With the now broadly available Amazon RDS for MySQL zero-ETL interface with Amazon Redshift, near real-time analytics are possible.
For comprehensive insights and the dismantling of data silos, zero-ETL integrations assist in integrating your data across applications and data sources. Petabytes of transactional data may be made accessible in Redshift Amazon in only a few seconds after being written into Amazon Relational Database Service (Amazon RDS) for MySQL thanks to their completely managed, no-code, almost real-time solution.
As a result, you may simplify data input, cut down on operational overhead, and perhaps even decrease your total data processing expenses by doing away with the requirement to develop your own ETL tasks. They revealed last year that Amazon DynamoDB, RDS for MySQL, and Aurora PostgreSQL-Compatible Edition were all available in preview as well as the general availability of zero-ETL connectivity with Redshift Amazon for Amazon Aurora MySQL-Compatible Edition.
With great pleasure, AWS announces the general availability of Amazon RDS for MySQL zero-ETL with Redshift Amazon. Additional new features in this edition include the option to setup zero-ETL integrations in your AWS Cloud Formation template, support for multiple integrations, and data filtering.
Data filtration
The majority of businesses, regardless of size, may gain from include filtering in their ETL tasks. Reducing data processing and storage expenses by choosing just the portion of data required for replication from production databases is a common use case. Eliminating personally identifiable information (PII) from the dataset of a report is an additional step. For instance, when duplicating data to create aggregate reports on recent patient instances, a healthcare firm may choose to exclude sensitive patient details.

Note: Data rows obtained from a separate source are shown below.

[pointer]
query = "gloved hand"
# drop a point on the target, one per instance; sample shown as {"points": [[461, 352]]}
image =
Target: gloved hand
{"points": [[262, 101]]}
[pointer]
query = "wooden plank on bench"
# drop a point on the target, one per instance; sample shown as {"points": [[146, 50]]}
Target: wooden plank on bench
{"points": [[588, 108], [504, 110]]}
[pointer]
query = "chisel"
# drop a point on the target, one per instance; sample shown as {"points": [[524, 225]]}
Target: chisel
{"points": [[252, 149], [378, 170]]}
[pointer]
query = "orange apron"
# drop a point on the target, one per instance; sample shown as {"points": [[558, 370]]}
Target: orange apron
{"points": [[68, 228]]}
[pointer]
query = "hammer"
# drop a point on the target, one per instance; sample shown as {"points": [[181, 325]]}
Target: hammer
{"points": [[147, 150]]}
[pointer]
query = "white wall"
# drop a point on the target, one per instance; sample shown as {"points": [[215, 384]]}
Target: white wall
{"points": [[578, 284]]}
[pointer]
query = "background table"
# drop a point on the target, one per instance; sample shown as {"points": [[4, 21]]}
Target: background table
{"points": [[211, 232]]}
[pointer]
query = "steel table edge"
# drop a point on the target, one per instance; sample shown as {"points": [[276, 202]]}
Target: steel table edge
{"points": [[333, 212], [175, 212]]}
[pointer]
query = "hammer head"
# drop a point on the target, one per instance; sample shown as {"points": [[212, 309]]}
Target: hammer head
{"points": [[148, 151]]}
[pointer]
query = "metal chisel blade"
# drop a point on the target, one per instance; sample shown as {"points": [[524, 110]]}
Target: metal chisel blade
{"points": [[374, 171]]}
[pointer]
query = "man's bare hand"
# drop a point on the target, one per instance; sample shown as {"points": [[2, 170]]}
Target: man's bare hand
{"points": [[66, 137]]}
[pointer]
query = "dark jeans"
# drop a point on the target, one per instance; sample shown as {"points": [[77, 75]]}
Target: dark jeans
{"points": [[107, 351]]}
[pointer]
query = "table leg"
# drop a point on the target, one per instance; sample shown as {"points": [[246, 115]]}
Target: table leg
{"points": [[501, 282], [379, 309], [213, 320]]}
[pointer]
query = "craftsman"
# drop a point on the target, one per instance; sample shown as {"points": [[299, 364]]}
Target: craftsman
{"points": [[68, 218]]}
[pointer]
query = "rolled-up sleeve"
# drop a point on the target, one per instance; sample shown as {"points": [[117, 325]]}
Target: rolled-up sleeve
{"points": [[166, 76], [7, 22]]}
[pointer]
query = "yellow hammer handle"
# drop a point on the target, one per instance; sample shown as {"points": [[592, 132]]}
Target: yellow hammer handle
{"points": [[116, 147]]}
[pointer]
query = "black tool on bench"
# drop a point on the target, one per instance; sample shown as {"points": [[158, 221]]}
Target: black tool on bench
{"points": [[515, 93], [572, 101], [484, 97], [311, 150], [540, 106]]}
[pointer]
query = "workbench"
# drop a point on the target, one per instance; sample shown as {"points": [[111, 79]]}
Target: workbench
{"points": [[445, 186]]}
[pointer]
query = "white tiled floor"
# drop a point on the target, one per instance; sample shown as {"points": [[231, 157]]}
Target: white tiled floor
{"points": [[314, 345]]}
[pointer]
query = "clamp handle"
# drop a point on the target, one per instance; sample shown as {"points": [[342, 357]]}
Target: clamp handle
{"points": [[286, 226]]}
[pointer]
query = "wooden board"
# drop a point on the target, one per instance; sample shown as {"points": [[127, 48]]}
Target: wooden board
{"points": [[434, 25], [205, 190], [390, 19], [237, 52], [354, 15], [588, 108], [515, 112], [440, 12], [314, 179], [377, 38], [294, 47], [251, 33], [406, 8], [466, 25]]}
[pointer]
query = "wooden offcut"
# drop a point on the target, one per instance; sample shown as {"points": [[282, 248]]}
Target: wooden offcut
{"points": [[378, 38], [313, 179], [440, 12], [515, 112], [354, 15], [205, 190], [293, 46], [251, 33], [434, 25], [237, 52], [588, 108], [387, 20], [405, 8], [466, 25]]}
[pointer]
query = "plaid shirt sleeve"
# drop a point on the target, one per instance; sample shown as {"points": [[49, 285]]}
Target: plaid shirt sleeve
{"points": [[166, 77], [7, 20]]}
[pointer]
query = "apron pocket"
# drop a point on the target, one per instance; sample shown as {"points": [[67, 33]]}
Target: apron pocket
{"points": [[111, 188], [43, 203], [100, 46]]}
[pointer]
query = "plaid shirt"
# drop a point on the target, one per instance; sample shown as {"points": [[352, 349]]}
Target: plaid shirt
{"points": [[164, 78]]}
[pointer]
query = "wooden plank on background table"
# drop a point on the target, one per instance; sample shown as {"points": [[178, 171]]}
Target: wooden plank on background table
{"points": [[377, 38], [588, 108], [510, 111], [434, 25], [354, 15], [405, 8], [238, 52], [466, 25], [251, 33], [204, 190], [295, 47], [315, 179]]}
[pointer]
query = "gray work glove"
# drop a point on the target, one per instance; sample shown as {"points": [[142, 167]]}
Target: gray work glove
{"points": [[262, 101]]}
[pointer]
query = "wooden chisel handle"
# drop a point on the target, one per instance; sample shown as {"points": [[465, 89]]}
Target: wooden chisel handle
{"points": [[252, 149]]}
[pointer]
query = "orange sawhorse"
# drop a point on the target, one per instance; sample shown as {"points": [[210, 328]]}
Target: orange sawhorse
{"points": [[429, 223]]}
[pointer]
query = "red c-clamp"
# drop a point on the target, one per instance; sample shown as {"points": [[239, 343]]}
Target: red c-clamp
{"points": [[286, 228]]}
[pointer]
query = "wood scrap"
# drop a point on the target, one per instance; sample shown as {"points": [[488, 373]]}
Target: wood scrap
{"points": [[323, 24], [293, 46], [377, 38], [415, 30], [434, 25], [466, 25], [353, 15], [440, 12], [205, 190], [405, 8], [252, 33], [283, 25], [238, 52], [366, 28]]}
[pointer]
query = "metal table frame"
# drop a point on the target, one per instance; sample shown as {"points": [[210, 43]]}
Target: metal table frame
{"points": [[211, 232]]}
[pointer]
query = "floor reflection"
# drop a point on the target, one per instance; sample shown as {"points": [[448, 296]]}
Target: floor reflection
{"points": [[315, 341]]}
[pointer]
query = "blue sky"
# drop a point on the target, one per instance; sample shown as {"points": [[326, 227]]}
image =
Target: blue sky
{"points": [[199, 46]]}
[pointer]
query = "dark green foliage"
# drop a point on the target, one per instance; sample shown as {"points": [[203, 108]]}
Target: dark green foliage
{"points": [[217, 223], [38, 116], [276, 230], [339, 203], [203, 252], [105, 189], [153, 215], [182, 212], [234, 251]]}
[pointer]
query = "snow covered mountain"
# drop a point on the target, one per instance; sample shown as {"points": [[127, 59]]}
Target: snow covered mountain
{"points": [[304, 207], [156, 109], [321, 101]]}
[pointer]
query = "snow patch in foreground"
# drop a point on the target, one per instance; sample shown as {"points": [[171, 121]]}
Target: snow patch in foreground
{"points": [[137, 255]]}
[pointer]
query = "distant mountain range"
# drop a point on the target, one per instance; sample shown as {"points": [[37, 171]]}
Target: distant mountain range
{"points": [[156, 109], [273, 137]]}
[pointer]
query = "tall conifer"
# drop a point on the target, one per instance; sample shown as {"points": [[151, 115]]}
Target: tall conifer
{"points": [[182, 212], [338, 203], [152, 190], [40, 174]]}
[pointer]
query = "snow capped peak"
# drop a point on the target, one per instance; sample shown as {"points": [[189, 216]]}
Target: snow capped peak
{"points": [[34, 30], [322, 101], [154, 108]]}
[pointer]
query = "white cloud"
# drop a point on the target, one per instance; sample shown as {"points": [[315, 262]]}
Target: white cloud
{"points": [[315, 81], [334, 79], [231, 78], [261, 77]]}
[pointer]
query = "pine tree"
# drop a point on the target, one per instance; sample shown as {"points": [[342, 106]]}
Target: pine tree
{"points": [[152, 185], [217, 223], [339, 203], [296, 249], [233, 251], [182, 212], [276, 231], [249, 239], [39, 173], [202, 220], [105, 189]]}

In a similar vein, an online retailer would choose to provide its marketing division access to consumer buying trends while keeping all personally identifiable information private. On the other hand, there are other situations in which you would not want to employ filtering, as when providing data to fraud detection teams who need all of the data in almost real time in order to draw conclusions. These are just a few instances; We urge you to explore and find more use cases that might be relevant to your company.
Zero-ETL Integration
You may add filtering to your zero-ETL integrations in two different ways: either when you construct the integration from scratch, or when you alter an already-existing integration. In any case, this option may be found on the zero-ETL creation wizard’s “Source” stage.
Entering filter expressions in the format database.table allows you to apply filters that include or exclude databases or tables from the dataset. Multiple expressions may be added, and they will be evaluated left to right in sequence.
If you’re changing an existing integration, Redshift Amazon will remove tables that are no longer included in the filter and the new filtering rules will take effect once you confirm your modifications.
Since the procedures and ideas are fairly similar, we suggest reading this blog article if you want to dig further. It goes into great detail on how to set up data filters for Amazon Aurora zero-ETL integrations.
Amazon Redshift Data Warehouse
From a single database, create several zero-ETL integrations
Additionally, you can now set up connectors to up to five Redshift Amazon data warehouses from a single RDS for MySQL database. The only restriction is that you can’t add other integrations until the first one has successfully completed its setup.
This enables you to give other teams autonomy over their own data warehouses for their particular use cases while sharing transactional data with them. For instance, you may use this in combination with data filtering to distribute distinct data sets from the same Amazon RDS production database to development, staging, and production Redshift Amazon clusters.
One further intriguing use case for this would be the consolidation of Redshift Amazon clusters via zero-ETL replication to several warehouses. Additionally, you may exchange data, train tasks in Amazon SageMaker, examine your data, and power your dashboards using Amazon Redshift materialized views.
In summary
You may duplicate data for near real-time analytics with RDS for MySQL zero-ETL connectors with Redshift Amazon, eliminating the need to create and maintain intricate data pipelines. With the ability to implement filter expressions to include or exclude databases and tables from the duplicated data sets, it is already widely accessible. Additionally, you may now construct connections from many sources to combine data into a single data warehouse, or set up numerous connectors from the same source RDS for MySQL database to distinct Amazon Redshift warehouses.
In supported AWS Regions, this zero-ETL integration is available for Redshift Amazon Serverless, Redshift Amazon RA3 instance types, and RDS for MySQL versions 8.0.32 and later.
Not only can you set up a zero-ETL connection using the AWS Management Console, but you can also do it with the AWS Command Line Interface (AWS CLI) and an official AWS SDK for Python called boto3.